There were two bits of good news. Firstly, when the site's broken it presents a very nice "I'm broken" page, so at least it didn't look crap to customers. Second, I'm not responsible for that server so I didn't get the blame - I just got a "can you fix it because nobody else is available" plea.
After a few minutes, I discovered that the problem was a full disk on the partition where the database keeps its files. This struck me as a bit odd since that partition is over 50GB and the database is around 5GB, so I thought I'd have a look about on that partition.
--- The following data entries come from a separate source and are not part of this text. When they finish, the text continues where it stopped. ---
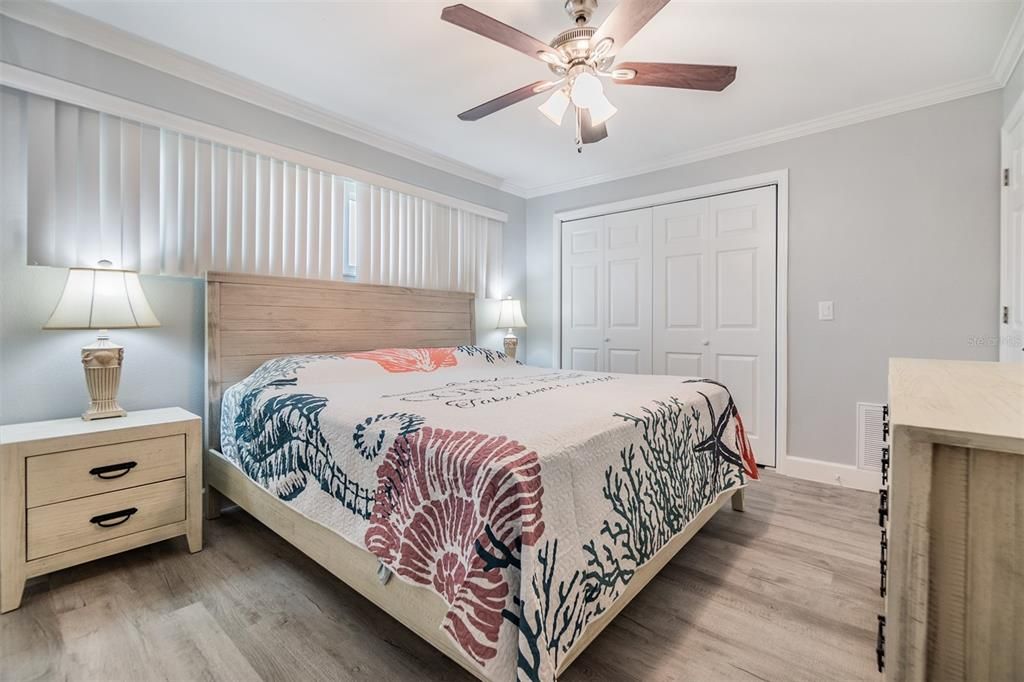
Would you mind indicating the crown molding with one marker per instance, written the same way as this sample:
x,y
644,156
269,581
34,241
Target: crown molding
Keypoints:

The first thing I found was a directory that seemed to be where the backup routines store files temporarily on their way to the backup media. It had over 20GB of stuff in it, including some big archive files that were clearly not required any more - so at least this let me free up a bit of space and start up the database. With the site back up, I could relax a bit and look around with a tad less urgency.
The next discovery was an email inbox file. A 6GB one, belonging to the user ID under which all the scheduled jobs on that server run. Pause the mail server, rename it to "inbox.orig", restart the mail server and zip up the old one - another 5GB saved.
We've got lots of free space by this time, so I started to muse about why this problem had suddenly happened. What had we changed that could cause disk usage to multiply by 10?
Then the penny dropped.
In the week, the DBA had re-synchronised the databases. We run replication between that server and another, and the replicas had got a bit out of sync for reasons I won't bore you with. To re-sync stuff you basically stop the DBMS on both ends, copy the files from the master to the slave, then start up again. Both ends are usually down for about an hour, as this is how long the files take to copy (they're in different countries, so we're talking Internet link speeds, not LAN ones).
Now, whenever someone goes to the website and it experiences a database error, it logs that fact and emails the sysadmin. There's also a scheduled job that runs every minute that checks the database and does the same log-and-email process in the event of a problem. The job scheduler sends an email to the sysadmin to say when it's done a scheduled job. Then there's the backup job that archives the files on disk and copies them off to a temporary location for writing to backing store.
When everything is running fine, then, all you get is a small email entry in the inbox for each scheduled run, and there's no noticeable increase in disk space used. But when the database is down, you get not just the scheduler's email entry but also that of the email alert the database checker is sending out, and once you've had a few thousand of those the backup routine goes and duplicates it for you. So any problems get magnified and then duly copied! Thankfully we didn't also have the log files writing to that partition - it'd have filled up even faster if we did.
The moral of the story? There are several:
1. Did anyone ever read this email inbox that had grown to 6GB? Probably not - it was only used by programs on that server for routine notifications. We could probably turn off the notifications altogether.
2. If you have monitoring systems, consider how they'll behave when something goes wrong. For instance, do you really want 5,000 notifications when the database is down, or do you want it to stop bugging you after the fifth attempt?
3. If you do something unusual to your server, watch it like a hawk afterwards.